I’ve been wrestling with a sentence that typifies the mission of our times, and have come to this: “We need to end the fundamental threat that climate change presents to our ability to provide for our children.”
We can accomplish this by engaging two of the most wonderful features of common humanity: Our creativity and our neighborliness ―— our care for one another. These Vermont attributes seem like a strong foundation for our collective commitment for mutuality in decision-making and action, and hence to our democracy. Creativity, plus neighborliness, plus democracy, equals power.
Some say we are too small to make a difference: Any carbon reductions we make as individuals, towns, or the State of Vermont are meaningless. There are two answers to that: First, game theory — If we act and others don’t, we are sacrificing in vain. If everyone thinks that way, everyone loses. But in democracy, we all have a responsibility to do our part, and in doing so, we have the ability to build buy-in and partnership from others on the local, state, national and international scale; and collectively, our actions will make a difference. Taking action to combat climate change is not in a zero-sum game.
The second answer is that carbon reduction is not just a penalty or a sacrifice — it’s an opportunity for economic reinvention in the face of a global pattern of change that is already occurring. It’s a path to prosperity, to clean air and water, to healthier lives.
The economy is the interface between humanity and the environment.
Entrepreneurs in the economy are paid to provide services and creatively solve problems. The fundamental challenge of climate change is not going to go away; it is a massive fulcrum for the economy of the future.
Mumbai; Silicon Valley; and Cambridge, Massachusetts, are not just looking to lead in microchips and digital development; they are looking to capture market share in the clean-energy, smart-grid, green-building, transportation revolution. Let’s capture some of that market share here in Vermont.
Answering climate change doesn’t undermine the economy; it renews it. According to some of the leading investors in the global economy, creativity in answering climate change is the greatest economic opportunity in history.
Clean energy development in Vermont produces 19,000 jobs today.
We are already in a process of reinvention.
Casella Waste Systems has a business vision where there is no waste, and innovates to make money on what we now throw away. They don’t plan to grow as a trash hauler, but as an inventor.
Beta Technologies at the Burlington airport is competing with Boeing and international corporations to build the first electric plane and fly it across the country. Meanwhile, LED Dynamics is trying to create the most efficient light in the world, and Northern Reliability, Dynastar, VELCO and our utilities are innovating with a smarter grid, storage, efficiency and resilience in our energy systems, right here and now.
The climate economy is the economy of the future, and it’s the innovation edge today. Businesses are building solutions. Cities and towns are ahead of the states, which are ahead of the federal government.
In a community process recently, we heard a school leader describe the growing epidemic of anxiety disorders in children. Kids are being overwhelmed by talk of catastrophe, social media blitzing, and apocalyptic images in movies, TV, books and video games. Later, I was at a party where adults were talking in an ironic way about the end of the world as we know it in 20 years because of climate change disruptions and environmental collapse — with children listening.
This needs to end. We need to be the adults in the room.
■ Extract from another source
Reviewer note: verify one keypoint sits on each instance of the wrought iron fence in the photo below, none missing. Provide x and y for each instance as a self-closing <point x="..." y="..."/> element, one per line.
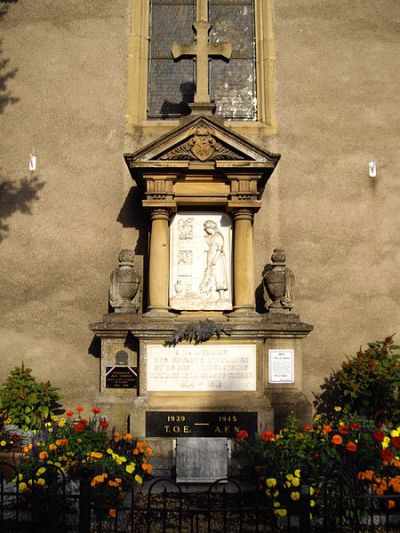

We need to recognize the challenge ahead, but show our kids that we are building the answers to climate change, right here and right now, and that we will do what it takes to advance a sustainable clean-energy future. We need to act in confidence and take the personal leadership that democracy requires of us. We need to build and drive a narrative of success.
We need to act together at a transformational level — in communities, in our legislature, and in the executive branch — to build platforms of action at the scale required by this challenge. We need to get over politics, hesitation and weakness. We need to take courage and put creativity, neighborliness and democracy into gear in collective action, today, for the common good and for generations to come. And we will win the day for our children…there is no other choice.
Paul Costello is the executive director of the Vermont Council on Rural Development.